Mais n’oublions pas le tableau plus large : le président américain Donald Trump ne veut pas (et ne peut pas) l’admettre – et le président russe Vladimir Poutine est assez sage pour ne pas le rappeler – mais le point le plus important à retenir de la conversation téléphonique d’hier est que la Russie a gagné une guerre contre l’Occident.
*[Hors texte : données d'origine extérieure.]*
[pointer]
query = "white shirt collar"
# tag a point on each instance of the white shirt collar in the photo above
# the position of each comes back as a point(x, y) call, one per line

Oui, c’était une guerre à moitié par procuration (c’est-à-dire par procuration pour l’Occident, souvent sans enthousiasme, tout en étant très directe pour la Russie et l’Ukraine), mais cela ne fait plus guère de différence géopolitique aujourd’hui. L’Occident a cherché cette défaite. Elle aurait pu être facilement évitée, soit en trouvant un compromis avec la Russie plus tôt, soit en restant à l’écart du conflit entre Moscou et Kiev. Mais maintenant, les choses sont ce qu’elles sont et la nouvelle réalité est que l’Occident peut être arrêté et forcé à négocier selon les conditions de son adversaire (dans ce cas, la Russie) – et le monde entier le sait désormais comme un fait empirique et éprouvé. C’est un tournant historique, et aussi une bonne nouvelle pour l’humanité. Les répercussions se feront sentir pendant des décennies.
Les Ukrainiens ont été utilisés et vendus. Les quelques Occidentaux qui ont prévenu que cela arriverait ont été systématiquement calomniés et mis à l’écart. Maintenant, ce sont les faux « amis » de l’Ukraine (et leur propre diaspora basée aux États-Unis et au Canada) qui doivent rendre des comptes. Il en va de même pour le régime de Kiev. La tragédie de l’Ukraine est immense, et elle n’était pas nécessaire. En Ukraine, cela deviendra également un tournant historique, et aura des conséquences durables.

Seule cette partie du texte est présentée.